An investigation into Ms. Robinson began in 2016, when an anonymous complaint to the Health and Human Services Department alleged that she had used $550 of the grant money to buy a Louis Vuitton handbag, according to the affidavit.

Based on bank records, investigators found evidence that Ms. Robinson had given herself a $25,400 performance bonus, paid herself more than her allocated salary and transferred $54,000 to a retirement fund, according to charging documents. The discrepancies amount to $169,134 more in salary than she should have been paid under the grant terms, according to court prosecutors.

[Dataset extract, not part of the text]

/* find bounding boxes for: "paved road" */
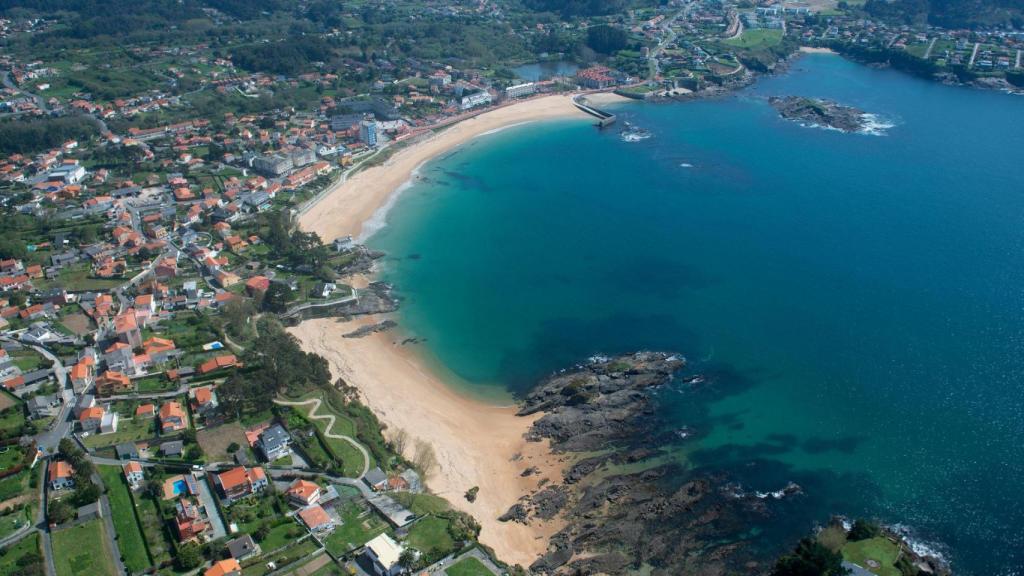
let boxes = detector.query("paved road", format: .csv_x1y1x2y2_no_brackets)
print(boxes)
273,398,370,477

“These expenses required consultation with, and prior approval from Health Resources and Services Administration, neither of which occurred,” the complaint said. “Further, according to Health Resources and Services Administration representatives, if approval had been sought for these items, it would not have been granted.”

Investigators found grant money had been transferred to a separate bank account, from which “legitimate expenditures for THI’s operations were commingled indiscriminately with personal expenditures for the benefit of Robinson and her immediate family,” the complaint said, referring to the Healthcare Institute.

Among the items listed in the complaint as purchased with grant money were a 2016 Jeep Renegade — bought for Ms. Robinson’s daughter — clothing and beauty products, home furnishings — including a wrought iron front door valued at more than $5,000 — and equipment and supplies for her children’s snow cone business, Kool Kidz Konez.

The money was also used to pay for Ms. Robinson and her family to travel to Jamaica, pay off her personal debt and fund a State Senate campaign event, the complaint continued.

The Health and Human Services Department began the investigation and was later joined by the F.B.I., which filed an affidavit with the criminal complaint.

“Protection of the U.S. Treasury and federal grant programs against theft, fraud, waste and abuse is a top priority of this office and the Department of Justice,” D. Michael Dunavant, the U.S. attorney for the Western District of Tennessee, said in a statement on Wednesday. “We commend the F.B.I. and the HHS-OIG for their diligent and thorough investigation in this case.”

Janika White, Ms. Robinson’s lawyer, declined to comment on the specifics of the complaint but noted that the claim was not an indictment.

“As for Senator Robinson, she is very strong,” Ms. White said. “She’s a fighter and she’s been out here doing what we all want people to do — step up and serve others. That’s what she’s been doing, and right now all she can do is stand on her record and hope that people allow the facts to unfold and allow her story to be told at the appropriate time.”

The case is expected to be presented to a grand jury, the prosecutor’s office said.

If convicted on the charges, Ms. Robinson could face up to 20 years in prison and a $250,000 fine.

Adam Kleinheider, a spokesman for Lt. Gov. Randy McNally, who is a Republican, said that because of the “serious criminal charges,” Mr. McNally would ask the Senate Ethics Committee to investigate.

In a statement, the Tennessee Senate Democratic Caucus said, “Senator Robinson’s work in the state legislature on behalf of her constituents is not in question here today.”

“Just like every other American, Senator Robinson deserves the presumption of innocence and due process under the law,” the statement said. “Her case should be resolved by a court of law, not by the court of public opinion.”